Entity Framework Revisited

I just spent the greater portion of today going through the new Entity Framework 4.0 and made some interesting discoveries.

I’ve mentioned some of the concepts in a past post here, but think the product of my experiment today warrants a restating.

In my efforts, and frustrations, with Nhibernate, I began looking at entity framework again, in the hopes that I can do what I wanted to do using the other tool.

I found that I not only could, but with slightly better results.

First, I started a new test domain project (EFT.Domain) and dropped in a fresh designer. That’s right, a designer. Now, while you can create your conceptual models first, and generate the database later, I already had a database, so I just imported it into the designer.

Ok, nothing special here. Seen it a thousand times right? Well here’s where it get’s interesting…

I set all the entity properties that I needed to wrap domain logic around to protected set (including the Id, back references and any domain signature properties). I also set all the collections to private get and set, and renamed them in all lowercase. With that done, I was through with the designer.

I then added partials to the project which included all the logic methods (AddForum, RemoveForum, SetCategory, etc…). I gave each class a protected no-arg constructor and a public constructor which included all the domain signature elements.

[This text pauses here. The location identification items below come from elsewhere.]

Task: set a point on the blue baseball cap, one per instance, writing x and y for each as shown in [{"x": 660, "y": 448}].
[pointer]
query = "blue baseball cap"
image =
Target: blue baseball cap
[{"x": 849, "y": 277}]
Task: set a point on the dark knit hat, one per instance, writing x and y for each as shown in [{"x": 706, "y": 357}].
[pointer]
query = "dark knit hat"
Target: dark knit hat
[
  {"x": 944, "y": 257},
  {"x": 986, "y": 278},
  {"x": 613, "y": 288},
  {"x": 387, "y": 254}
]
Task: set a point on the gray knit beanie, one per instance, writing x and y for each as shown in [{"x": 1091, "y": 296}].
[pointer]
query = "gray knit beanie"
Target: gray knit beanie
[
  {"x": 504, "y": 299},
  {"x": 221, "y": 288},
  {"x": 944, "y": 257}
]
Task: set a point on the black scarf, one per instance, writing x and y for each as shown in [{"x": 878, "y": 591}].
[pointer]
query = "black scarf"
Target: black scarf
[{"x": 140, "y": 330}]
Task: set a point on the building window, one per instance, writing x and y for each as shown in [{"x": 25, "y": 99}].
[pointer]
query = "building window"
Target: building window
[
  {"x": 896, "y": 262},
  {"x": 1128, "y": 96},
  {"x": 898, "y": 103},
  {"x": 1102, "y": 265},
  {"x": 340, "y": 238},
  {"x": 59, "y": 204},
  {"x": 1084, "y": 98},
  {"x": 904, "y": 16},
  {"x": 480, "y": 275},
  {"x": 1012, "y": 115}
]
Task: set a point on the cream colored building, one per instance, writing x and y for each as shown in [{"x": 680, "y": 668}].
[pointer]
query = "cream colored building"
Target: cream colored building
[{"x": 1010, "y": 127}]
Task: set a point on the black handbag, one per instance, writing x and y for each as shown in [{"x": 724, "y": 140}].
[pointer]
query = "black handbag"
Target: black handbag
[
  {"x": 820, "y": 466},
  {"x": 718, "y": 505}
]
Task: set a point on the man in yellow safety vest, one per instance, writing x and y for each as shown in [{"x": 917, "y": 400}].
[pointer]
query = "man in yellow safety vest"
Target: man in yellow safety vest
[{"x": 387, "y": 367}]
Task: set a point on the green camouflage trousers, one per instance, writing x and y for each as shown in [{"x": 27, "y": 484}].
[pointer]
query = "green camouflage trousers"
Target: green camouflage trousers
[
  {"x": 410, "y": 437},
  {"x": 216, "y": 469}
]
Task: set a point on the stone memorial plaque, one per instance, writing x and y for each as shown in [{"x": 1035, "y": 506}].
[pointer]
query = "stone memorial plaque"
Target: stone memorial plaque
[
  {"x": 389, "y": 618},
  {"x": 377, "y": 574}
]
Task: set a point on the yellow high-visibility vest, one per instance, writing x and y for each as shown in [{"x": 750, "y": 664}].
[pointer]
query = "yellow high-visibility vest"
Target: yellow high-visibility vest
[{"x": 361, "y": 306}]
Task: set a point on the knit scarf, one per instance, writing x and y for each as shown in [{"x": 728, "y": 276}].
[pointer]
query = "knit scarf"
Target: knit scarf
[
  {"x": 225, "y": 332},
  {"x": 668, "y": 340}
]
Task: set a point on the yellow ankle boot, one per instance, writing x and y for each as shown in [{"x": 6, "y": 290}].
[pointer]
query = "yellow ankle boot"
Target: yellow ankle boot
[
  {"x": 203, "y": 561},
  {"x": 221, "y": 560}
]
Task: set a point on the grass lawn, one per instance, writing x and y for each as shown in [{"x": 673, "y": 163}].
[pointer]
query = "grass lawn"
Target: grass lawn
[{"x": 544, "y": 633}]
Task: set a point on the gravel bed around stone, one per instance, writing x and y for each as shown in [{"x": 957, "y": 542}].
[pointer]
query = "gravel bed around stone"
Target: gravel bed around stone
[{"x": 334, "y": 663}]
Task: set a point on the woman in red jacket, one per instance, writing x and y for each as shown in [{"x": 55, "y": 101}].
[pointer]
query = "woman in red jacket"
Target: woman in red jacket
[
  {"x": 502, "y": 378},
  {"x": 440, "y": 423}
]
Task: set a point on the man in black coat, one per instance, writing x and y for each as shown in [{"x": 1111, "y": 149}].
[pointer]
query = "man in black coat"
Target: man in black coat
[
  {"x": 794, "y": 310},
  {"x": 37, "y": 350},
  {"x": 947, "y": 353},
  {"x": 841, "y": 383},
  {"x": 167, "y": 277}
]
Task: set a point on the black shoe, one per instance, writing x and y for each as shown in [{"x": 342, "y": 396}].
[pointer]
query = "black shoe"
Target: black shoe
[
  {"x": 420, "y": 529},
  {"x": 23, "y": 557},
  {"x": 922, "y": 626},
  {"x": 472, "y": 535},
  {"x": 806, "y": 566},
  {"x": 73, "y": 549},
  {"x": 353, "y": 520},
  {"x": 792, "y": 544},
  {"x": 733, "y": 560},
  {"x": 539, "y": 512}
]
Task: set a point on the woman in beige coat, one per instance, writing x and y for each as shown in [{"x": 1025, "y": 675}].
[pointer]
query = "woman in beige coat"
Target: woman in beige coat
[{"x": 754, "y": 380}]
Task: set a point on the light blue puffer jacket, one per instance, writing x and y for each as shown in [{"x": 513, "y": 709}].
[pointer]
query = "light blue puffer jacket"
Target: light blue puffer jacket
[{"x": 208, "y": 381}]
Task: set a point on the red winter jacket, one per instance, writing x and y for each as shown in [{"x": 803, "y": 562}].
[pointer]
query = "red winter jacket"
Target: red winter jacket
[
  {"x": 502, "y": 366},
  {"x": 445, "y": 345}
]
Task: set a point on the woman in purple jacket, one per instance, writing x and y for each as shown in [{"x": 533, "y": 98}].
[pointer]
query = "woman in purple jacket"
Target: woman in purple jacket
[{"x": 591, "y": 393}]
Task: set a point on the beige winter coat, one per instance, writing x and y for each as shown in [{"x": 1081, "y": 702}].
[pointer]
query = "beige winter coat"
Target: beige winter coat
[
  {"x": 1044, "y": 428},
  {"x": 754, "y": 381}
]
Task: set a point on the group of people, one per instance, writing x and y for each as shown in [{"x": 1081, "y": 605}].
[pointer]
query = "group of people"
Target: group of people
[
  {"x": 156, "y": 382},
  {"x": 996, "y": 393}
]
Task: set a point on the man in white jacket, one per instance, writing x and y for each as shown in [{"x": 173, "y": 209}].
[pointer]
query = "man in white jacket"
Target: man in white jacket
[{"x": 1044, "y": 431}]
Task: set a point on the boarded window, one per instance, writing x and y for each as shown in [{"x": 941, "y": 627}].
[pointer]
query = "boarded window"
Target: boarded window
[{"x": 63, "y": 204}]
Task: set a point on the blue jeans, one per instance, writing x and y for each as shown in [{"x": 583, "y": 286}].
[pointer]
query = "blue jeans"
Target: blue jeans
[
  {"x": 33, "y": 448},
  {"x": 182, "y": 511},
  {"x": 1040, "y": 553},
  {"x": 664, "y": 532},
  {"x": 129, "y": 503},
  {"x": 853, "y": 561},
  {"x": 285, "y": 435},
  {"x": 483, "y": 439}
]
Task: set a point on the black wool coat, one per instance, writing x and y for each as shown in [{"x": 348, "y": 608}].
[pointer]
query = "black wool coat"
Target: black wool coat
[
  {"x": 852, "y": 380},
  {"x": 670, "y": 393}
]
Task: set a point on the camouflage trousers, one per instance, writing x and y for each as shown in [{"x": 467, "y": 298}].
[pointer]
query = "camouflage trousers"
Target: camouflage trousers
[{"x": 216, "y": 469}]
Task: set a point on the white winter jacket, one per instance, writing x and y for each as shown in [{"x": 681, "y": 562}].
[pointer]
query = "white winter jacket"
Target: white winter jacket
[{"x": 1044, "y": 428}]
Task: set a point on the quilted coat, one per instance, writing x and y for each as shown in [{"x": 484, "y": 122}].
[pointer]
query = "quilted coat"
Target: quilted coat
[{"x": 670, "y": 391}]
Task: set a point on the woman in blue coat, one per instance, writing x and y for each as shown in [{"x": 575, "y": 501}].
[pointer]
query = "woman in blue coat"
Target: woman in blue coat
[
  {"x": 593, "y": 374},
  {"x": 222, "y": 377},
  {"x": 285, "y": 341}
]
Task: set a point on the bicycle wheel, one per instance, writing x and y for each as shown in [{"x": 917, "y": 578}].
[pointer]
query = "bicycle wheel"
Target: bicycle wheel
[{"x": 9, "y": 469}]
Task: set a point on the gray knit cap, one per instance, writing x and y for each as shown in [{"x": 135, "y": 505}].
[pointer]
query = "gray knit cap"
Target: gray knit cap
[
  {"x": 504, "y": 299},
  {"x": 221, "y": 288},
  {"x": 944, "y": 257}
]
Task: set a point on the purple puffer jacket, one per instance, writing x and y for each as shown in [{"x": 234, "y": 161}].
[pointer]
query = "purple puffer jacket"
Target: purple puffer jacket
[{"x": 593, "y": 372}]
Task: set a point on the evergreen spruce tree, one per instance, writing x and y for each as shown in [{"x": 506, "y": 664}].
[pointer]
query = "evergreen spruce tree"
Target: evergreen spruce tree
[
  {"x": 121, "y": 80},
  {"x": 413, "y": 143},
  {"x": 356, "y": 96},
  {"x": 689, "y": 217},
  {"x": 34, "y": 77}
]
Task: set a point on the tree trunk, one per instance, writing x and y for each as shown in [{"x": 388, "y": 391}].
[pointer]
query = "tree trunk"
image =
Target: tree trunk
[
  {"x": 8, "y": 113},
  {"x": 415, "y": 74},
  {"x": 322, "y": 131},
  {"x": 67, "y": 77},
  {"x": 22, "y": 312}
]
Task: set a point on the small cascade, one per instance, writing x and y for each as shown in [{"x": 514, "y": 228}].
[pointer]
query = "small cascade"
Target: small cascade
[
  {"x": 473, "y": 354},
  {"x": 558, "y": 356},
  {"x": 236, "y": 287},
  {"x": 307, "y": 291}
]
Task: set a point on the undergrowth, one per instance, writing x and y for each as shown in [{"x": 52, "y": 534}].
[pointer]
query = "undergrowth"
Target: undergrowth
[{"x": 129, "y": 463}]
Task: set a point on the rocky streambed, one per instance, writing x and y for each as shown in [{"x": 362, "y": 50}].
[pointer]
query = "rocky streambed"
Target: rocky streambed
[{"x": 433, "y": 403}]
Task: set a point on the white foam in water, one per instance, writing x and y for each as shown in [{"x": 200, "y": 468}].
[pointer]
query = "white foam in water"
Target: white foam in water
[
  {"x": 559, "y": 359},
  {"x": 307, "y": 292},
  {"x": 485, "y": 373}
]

The rest I coded up pretty straight forwardly. The only other real change was in my I/Repository<T> classes. I wanted to use the same context across all repositories, so I wrote a little static class that provided it.

The overall structure and functionality then had the exact same functionality as what I had with nhibernate, with less effort. The domain is rich, inspects input, and is otherwise secure.

The only thing I could possibly complain about is the mapping being in the EFT.Domain project instead of the EFT.Persistence project, but honestly, who cares? If the schema or database vendor changes, you are going to have to open up at least one project and monkey with the mapping anyway.

In the end, I like the way this all fell together. I never really cared about poco in the first place (and I’m not sure why everybody does to be honest) but at least the domain logic parts of the classes are poco, and that’s the important part.

My thoughts for the day…

EF 4.0 is actually quite nice when you get to know it.